Job satisfaction is one of the major interests to the field of organisational behaviour and the practice of HRM. It reflects employees’ attitudes toward their job and commitment to an organisation.
Six sutras to gauge job satisfaction
What is job satisfaction? It can be defined as “a pleasurable or positive emotional state resulting from the appraisal of one’s job or job experience”. Job satisfaction is a result of employees’ perception of what organisations provide.
First, job satisfaction is an emotional response to a job situation. It cannot be seen, only inferred.
Second, it is often determined by how well outcomes meet or exceed expectations. For example, if organisational members feel that they are working harder than others in the department but are receiving fewer rewards, they will probably have a negative attitude toward the work, the boss, and co-workers. They will be dissatisfied. On the other hand, if they feel they are being treated well and being paid well, they are likely to have a positive attitude towards the job. They will be satisfied.
Third, job satisfaction represents several related attitudes. Scholars suggest that there are six job dimensions that represent the most important characteristics of a job about which people have effective responses. They are:
• The work itself: The content of the work itself is a major source of satisfaction. This means the extent to which the job provides the individual with interesting tasks, opportunities for learning, and the chance to accept responsibility. Research made with reference to the job characteristics, and approach to the job design shows that feedback from the job itself and autonomy are two major job-related motivational factors. Some of the most important ingredients of job satisfaction include interesting and challenging work and a job that provides status.
• Compensation: Wages and salaries are significant, but a complex and multidimensional factor in job satisfaction.
Money not only helps people attain their basic needs, but also is instrumental in providing upper level need satisfaction. Employees often consider salary as a reflection of how management views their contribution to the organisation. Fringe benefits are also important, but they are not as influential. One reason undoubtedly is that most employees do not even know the benefits they are receiving.
Moreover, most tend to undervalue these benefits because they cannot see their practical value. Research made regarding compensation, indicates that if employees are allowed flexibility in choosing the type of benefits they prefer within a total package, called a flexible benefits plan, there is a significant increase in both benefit satisfaction and overall job satisfaction.
• Career growth: Promotional opportunities seem to have a varying effect on job satisfaction. This is because promotions take different forms and include a variety of rewards. For example, individuals who are promoted on the basis of seniority often experience job satisfaction but not as much as those who are promoted based on their performance.

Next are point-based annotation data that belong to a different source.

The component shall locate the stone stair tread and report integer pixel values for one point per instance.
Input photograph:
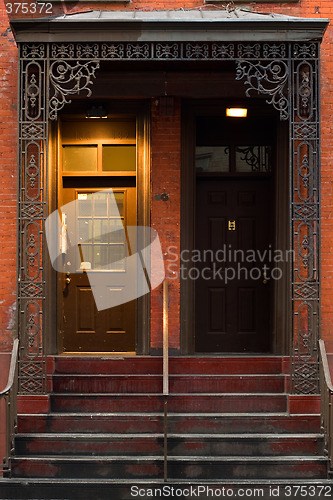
(171, 375)
(160, 395)
(176, 458)
(170, 414)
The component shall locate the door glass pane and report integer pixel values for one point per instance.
(119, 158)
(86, 253)
(212, 159)
(100, 256)
(101, 229)
(100, 204)
(117, 255)
(85, 230)
(85, 206)
(80, 158)
(253, 159)
(117, 234)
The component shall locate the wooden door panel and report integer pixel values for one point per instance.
(218, 310)
(246, 307)
(85, 310)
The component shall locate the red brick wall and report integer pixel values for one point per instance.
(8, 120)
(166, 164)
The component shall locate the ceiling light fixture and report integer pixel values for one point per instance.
(236, 112)
(97, 111)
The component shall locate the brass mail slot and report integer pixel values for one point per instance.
(232, 225)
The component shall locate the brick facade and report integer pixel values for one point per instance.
(166, 162)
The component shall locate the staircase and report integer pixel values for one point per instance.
(227, 421)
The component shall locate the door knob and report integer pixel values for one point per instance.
(265, 280)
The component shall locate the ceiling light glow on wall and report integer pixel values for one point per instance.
(236, 112)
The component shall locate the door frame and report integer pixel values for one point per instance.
(142, 111)
(281, 328)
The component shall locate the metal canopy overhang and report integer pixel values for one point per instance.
(169, 26)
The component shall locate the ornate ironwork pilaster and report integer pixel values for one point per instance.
(286, 73)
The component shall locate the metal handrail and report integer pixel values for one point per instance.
(9, 394)
(326, 403)
(165, 372)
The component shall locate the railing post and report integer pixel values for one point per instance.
(165, 372)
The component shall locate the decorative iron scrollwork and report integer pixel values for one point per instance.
(267, 79)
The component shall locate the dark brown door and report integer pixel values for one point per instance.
(84, 328)
(233, 236)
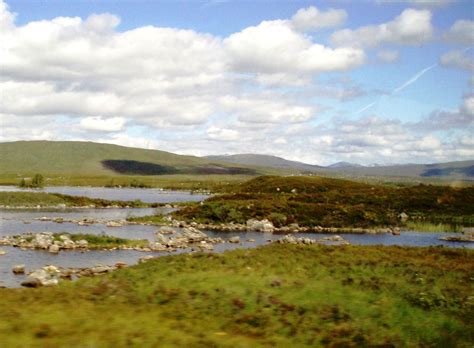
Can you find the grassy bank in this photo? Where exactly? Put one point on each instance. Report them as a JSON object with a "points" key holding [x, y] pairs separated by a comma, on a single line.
{"points": [[104, 242], [33, 199], [278, 295], [214, 183], [313, 201], [432, 227]]}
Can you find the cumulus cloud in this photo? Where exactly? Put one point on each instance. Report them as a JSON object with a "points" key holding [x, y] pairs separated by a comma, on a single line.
{"points": [[419, 3], [223, 134], [161, 77], [462, 32], [371, 139], [251, 91], [458, 59], [113, 124], [388, 56], [311, 19], [459, 119], [275, 47], [411, 27], [266, 108]]}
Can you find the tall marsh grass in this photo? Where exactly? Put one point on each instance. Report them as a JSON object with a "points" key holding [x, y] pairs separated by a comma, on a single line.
{"points": [[423, 226]]}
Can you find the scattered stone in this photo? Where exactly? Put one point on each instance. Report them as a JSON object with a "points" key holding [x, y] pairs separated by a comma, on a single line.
{"points": [[145, 258], [114, 224], [18, 269], [235, 239], [82, 243], [262, 226], [461, 238], [403, 217], [120, 264], [99, 269], [54, 248], [46, 276], [166, 230]]}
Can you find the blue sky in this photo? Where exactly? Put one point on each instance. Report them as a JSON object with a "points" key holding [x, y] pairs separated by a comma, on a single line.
{"points": [[318, 81]]}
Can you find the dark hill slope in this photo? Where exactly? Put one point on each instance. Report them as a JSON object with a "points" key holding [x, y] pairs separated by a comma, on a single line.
{"points": [[87, 158]]}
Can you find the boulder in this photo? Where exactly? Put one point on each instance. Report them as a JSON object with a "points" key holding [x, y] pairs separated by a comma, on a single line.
{"points": [[18, 269], [166, 230], [193, 234], [99, 269], [114, 224], [53, 248], [159, 238], [403, 217], [82, 243], [43, 240], [120, 265], [46, 276], [235, 239], [145, 258], [260, 225]]}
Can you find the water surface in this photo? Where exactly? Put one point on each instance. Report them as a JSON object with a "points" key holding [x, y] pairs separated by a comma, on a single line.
{"points": [[118, 194]]}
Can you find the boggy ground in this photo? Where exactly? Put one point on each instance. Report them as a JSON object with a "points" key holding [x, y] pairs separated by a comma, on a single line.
{"points": [[277, 295], [43, 199], [317, 201]]}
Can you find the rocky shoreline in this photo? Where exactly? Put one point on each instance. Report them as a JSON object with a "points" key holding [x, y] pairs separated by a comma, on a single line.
{"points": [[251, 225]]}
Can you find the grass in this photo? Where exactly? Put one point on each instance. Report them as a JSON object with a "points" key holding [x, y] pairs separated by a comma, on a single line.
{"points": [[214, 183], [424, 226], [104, 242], [150, 219], [277, 295], [313, 201], [33, 199], [98, 241]]}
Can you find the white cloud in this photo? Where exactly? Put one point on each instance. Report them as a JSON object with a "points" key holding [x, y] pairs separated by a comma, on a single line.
{"points": [[468, 105], [311, 19], [274, 47], [158, 77], [419, 3], [458, 59], [462, 32], [266, 109], [388, 56], [411, 27], [113, 124], [223, 134]]}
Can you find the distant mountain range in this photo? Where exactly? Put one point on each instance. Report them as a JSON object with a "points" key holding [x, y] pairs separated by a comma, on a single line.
{"points": [[23, 158], [265, 161], [460, 170], [87, 158]]}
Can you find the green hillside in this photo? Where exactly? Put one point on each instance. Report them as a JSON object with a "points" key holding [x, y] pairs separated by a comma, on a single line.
{"points": [[87, 158]]}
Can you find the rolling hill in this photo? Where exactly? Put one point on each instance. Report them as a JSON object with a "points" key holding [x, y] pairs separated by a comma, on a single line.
{"points": [[460, 170], [87, 158], [265, 161]]}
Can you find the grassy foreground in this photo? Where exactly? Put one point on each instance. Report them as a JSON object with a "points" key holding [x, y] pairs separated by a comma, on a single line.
{"points": [[33, 199], [277, 295], [312, 201]]}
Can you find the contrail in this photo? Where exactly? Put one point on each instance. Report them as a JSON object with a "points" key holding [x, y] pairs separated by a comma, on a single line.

• Supervision: Supervision is another moderately important source of job satisfaction. There are two dimensions of supervisory style that affects job satisfaction. One is employee-centeredness, which is measured by the degree to which a supervisor takes personal interest in the welfare of the employees. The other dimension is participation or influence, as illustrated by managers who allow their people to participate in decisions that affect their own jobs. This approach, generally, leads to higher job satisfaction. It is proved that a participative environment created by the supervisor has a more substantial effect on worker’s satisfaction than participation in a specific decision.
• Co-workers: Friendly, co-operative co-workers are a modest source of job satisfaction. The work group serves as a source of support, comfort, advice, and assistance to the individual. A ‘good’ work group makes the job more enjoyable.
On the other hand, if this factor is not considered with care, then it may have reverse effects, meaning thereby, that the people are difficult to get along with. This will have a negative effect on job satisfaction.
• Work environment: Work environment and working conditions are factors that have a modest effect on job satisfaction. If working conditions are good – clean, attractive surroundings- employees find it easier to carry out their job. Most people do not give working conditions a great deal of thought unless they are extremely bad.
But this is crucial because it has a direct effect on job satisfaction. On the contrary, if working conditions are given importance, productivity and accomplishment of objectives are enhanced.
In essence, if these six sutras are taken care of then certainly there will be job satisfaction and employees will be more productive and creative.